Va quindi disattesa la prima censura.

4.2. Ma anche la seconda censura è chiaramente destituita di fondamento giuridico. Non è esatto affermare che il trasporto di rifiuti con formulari d'identificazione incompleti o inesatti è configurato come illecito amministrativo, e come reato ex articolo 483 C.p. solo quando si fa uso di un certificato falso durante il trasporto. Come già sopra sottolineato, secondo il terzo comma del citato articolo 52 la pena prevista dall'articolo 483 C.p. si applica per ogni trasporto di rifiuti pericolosi non accompagnato dai prescritti formulari d'identificazione, o accompagnato da formulari incompleti o inesatti. E non v'è dubbio che le batterie al piombo esauste rientrano tra i rifiuti classificati come pericolosi dal Dlgs 22/1997 (ex Allegato D cod. Cer 1606).

Per altro verso, non è sostenibile la tesi formulata dal difensore nella memoria aggiuntiva, secondo cui nel caso di specie il reato è degradato a illecito amministrativo perché il formulario d'identificazione del trasporto, benché privo formalmente della indicazione del percorso d'istradamento, conteneva comunque tutti gli elementi per dedurre l'indicazione dovuta per legge. Il percorso d'istradamento infatti non si poteva dedurre inequivocabilmente — come sostiene il difensore — dall'indirizzo del detentore e da quello del destinatario, sia perché da un determinato detentore a un determinato destinatario non è detto che il percorso possibile sia uno e uno solo, sia perché nel caso di specie è lo stesso ricorso ad affermare che la raccolta delle batterie era avvenuta presso più detentori, sicché i percorsi possibili verso il destinatario si moltiplicavano proporzionalmente.

4.3. Così confermato il fumus delicti, infine, deve essere rigettato anche l'ultimo motivo di ricorso, con cui si denuncia vizio di motivazione in ordine ai presupposti del sequestro probatorio. E infatti vero è che il Tribunale del riesame ha richiamato una circostanza, quale la confiscabilità obbligatoria del mezzo con cui viene effettuato il trasporto illecito, che è per se stessa rilevante ai fini del sequestro preventivo ex articolo 321, secondo comma, C.p.p., ma non ai fini del sequestro probatorio ex articolo 354, comma 2, o ex articolo 253, comma 2, C.p.p.
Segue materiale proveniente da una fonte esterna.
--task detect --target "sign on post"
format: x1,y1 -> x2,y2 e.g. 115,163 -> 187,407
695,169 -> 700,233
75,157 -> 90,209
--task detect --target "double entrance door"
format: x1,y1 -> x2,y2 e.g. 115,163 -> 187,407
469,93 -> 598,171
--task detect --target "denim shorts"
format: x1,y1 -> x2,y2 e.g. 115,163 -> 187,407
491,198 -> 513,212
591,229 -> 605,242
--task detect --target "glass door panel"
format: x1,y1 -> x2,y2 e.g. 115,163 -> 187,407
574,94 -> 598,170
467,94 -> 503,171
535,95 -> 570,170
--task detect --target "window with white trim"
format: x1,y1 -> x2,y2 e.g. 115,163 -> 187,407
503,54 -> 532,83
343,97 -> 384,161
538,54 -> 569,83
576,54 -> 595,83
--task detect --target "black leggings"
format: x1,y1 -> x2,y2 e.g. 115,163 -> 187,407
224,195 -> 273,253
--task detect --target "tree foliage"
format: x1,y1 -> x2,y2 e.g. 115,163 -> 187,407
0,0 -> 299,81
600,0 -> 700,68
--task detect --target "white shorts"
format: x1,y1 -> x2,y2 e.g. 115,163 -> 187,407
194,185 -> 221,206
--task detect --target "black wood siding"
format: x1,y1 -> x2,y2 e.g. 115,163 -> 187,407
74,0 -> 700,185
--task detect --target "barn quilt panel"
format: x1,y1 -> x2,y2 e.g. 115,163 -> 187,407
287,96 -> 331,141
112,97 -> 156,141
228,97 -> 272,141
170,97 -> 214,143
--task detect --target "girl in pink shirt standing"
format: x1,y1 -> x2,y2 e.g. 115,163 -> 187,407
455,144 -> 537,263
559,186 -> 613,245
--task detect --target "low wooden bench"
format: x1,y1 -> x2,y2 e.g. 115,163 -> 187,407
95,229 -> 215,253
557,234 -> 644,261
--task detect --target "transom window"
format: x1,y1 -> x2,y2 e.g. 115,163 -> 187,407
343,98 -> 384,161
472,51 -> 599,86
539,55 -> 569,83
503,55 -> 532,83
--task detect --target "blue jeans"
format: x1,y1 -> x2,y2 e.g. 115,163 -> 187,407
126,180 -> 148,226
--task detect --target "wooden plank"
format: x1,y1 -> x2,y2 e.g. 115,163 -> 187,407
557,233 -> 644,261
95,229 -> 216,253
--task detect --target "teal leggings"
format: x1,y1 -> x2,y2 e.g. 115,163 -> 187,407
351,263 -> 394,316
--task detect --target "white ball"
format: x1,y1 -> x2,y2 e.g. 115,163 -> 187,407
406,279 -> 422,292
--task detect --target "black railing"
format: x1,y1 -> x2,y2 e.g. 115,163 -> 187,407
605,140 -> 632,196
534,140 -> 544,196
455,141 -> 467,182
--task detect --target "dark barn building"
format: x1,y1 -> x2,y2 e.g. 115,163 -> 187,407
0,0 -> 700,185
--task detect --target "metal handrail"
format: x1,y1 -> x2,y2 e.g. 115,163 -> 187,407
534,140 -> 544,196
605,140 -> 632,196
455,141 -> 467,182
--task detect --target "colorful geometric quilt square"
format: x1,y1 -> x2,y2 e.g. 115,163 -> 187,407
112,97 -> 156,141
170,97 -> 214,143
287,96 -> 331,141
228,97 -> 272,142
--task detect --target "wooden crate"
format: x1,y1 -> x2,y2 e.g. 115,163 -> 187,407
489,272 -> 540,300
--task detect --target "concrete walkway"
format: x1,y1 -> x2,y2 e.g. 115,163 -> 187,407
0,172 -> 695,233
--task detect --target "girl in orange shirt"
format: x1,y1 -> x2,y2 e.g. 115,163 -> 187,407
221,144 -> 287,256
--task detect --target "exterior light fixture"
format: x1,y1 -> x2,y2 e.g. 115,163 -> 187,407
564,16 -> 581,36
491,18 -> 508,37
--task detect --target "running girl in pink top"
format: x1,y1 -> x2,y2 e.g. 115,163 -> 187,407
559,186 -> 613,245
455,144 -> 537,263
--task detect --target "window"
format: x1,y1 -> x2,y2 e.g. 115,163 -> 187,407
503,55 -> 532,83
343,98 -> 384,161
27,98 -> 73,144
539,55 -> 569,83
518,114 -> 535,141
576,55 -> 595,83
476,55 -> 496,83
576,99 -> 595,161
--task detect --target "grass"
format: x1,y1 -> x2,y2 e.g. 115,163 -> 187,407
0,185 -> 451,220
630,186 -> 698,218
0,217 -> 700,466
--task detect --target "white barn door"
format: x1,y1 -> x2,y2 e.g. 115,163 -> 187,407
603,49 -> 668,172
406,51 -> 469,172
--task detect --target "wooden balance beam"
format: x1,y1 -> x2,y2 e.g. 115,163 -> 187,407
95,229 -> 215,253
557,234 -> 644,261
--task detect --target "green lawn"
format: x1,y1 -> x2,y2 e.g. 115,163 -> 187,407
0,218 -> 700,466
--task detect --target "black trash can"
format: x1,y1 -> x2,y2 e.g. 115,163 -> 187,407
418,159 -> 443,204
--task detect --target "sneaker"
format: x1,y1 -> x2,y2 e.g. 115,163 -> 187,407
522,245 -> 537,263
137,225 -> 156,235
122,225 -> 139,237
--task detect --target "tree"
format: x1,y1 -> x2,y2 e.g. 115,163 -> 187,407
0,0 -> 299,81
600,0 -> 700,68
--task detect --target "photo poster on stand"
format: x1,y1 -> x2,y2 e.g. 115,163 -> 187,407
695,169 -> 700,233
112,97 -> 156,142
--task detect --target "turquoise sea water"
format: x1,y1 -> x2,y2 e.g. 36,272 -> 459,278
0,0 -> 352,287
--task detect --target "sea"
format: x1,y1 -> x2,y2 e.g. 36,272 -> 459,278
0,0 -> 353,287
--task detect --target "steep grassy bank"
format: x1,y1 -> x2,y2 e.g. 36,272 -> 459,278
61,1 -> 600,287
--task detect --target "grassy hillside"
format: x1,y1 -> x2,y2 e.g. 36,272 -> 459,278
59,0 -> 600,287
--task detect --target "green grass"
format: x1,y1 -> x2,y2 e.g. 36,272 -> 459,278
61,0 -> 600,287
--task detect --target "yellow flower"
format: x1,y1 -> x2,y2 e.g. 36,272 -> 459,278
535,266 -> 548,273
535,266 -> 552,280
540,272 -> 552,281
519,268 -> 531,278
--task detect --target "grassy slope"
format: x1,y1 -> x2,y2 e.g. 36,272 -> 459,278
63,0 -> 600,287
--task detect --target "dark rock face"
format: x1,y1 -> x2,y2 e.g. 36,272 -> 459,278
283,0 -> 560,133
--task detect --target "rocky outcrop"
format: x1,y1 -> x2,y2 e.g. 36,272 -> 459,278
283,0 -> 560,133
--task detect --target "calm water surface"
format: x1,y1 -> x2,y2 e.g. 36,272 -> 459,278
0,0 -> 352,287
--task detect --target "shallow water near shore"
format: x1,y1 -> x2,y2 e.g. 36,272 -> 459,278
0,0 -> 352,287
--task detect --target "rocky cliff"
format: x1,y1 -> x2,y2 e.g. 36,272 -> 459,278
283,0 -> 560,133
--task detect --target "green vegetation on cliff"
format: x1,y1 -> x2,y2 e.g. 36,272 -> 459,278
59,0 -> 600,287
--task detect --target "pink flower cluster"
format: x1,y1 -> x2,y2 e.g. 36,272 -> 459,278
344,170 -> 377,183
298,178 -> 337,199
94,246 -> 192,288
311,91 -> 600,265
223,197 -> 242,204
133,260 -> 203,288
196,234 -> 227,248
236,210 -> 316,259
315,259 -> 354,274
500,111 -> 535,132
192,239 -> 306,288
Ma è altrettanto vero che l'ordinanza dello stesso Tribunale, così come il decreto di convalida del Pubblico Ministero, hanno sottolineato l'esigenza di "effettuare accertamenti sul corpo del reato e/o cose pertinenti al reato". Il che basta a motivare il sequestro probatorio ai sensi delle norme citate, posto che l'autoveicolo sequestrato ai ricorrenti configurava indubbiamente un corpo del reato, in quanto mezzo utilizzato per la commissione del reato stesso.

5. In conclusione, il ricorso deve essere respinto. Consegue per legge la condanna dei ricorrenti al pagamento delle spese processuali. Considerato il contenuto dell'impugnazione, non si ritiene di dover irrogare anche la sanzione pecuniaria a favore della cassa ammende di cui all'articolo 616 C.p.p.